Joshua Cohen, Library Journal, October 1, 1998, p.138

Combining Edgar Allen Poe’s imagery with Raymond Carver’s insights into the human condition, Oates creates 27 views of imaginary horrors.
Douglas E. Winter, Washington Post, January 3, 1999

What Oates brings to these otherwise obvious plot lines is a remarkable voice, often that of the victim, which gives life and meaning — and truth — to events that lesser writers would play out merely for shock or sensation.
Margot Livesey, New York Times, March 7, 1999

Labeling these stories grotesque may suggest that they do not really belong to our world, that what happens in them can be safely bracketed and confined.

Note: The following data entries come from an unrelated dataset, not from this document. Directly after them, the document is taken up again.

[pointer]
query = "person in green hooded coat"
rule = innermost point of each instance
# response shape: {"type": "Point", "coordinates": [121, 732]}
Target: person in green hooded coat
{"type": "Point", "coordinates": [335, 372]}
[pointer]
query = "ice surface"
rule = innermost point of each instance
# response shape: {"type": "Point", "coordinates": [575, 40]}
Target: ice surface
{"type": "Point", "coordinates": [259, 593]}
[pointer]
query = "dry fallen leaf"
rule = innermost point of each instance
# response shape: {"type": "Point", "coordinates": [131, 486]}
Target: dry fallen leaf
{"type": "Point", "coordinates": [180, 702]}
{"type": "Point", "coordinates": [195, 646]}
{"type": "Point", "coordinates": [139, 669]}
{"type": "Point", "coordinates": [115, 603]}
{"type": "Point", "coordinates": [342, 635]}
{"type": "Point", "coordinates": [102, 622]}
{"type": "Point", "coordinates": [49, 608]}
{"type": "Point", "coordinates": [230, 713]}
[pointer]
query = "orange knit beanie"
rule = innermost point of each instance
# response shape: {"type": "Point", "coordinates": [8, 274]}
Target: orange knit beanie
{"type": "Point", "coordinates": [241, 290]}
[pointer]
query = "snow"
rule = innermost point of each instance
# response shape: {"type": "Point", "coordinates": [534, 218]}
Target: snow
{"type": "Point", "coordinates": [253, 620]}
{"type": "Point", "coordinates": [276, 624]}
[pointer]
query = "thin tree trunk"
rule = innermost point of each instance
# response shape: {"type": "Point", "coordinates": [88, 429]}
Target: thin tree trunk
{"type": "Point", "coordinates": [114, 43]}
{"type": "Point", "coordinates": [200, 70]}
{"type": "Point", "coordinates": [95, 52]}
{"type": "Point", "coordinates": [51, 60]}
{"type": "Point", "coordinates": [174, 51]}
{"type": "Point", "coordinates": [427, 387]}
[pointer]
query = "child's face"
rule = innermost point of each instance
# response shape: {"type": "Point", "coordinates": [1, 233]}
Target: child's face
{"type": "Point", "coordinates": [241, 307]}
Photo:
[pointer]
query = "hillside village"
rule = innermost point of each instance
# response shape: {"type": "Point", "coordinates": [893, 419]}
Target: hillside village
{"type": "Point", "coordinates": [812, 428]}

But there is nothing safe about ”The Collector of Hearts.” In Oates’s fluent grasp, the grotesque becomes a map of the mind’s dark places. Read these stories to see her vivid imagination at work — and your own.
Jana Siciliano, BookReporter, January 21, 2011

THE COLLECTOR OF HEARTS is sure to make your hair stand on end and your brain stand up and cheer for the intelligent and elegiacal prose with which Oates scares the living daylights out of you!
James Knudsen, World Literature Today, summer 1999 p.527

Oates is a relentless experimenter, seemingly willing to try anything. It is almost as if with each story she sets herself a test: how can I work a fresh take on an old tale? How can I do something utterly new? There is tremendous variety here: stories told from every point of view, stories set in the present and stories set in the past, stories about characters from every socioeconomic and educational level.
Steven G. Kellman, Michigan Quarterly Review, summer 1999

Like Edmund Wilson’s take on the myth of Philoctetes’ wound and his magic bow, “The Affliction” is a compelling parable about the repugnant private sources of creativity.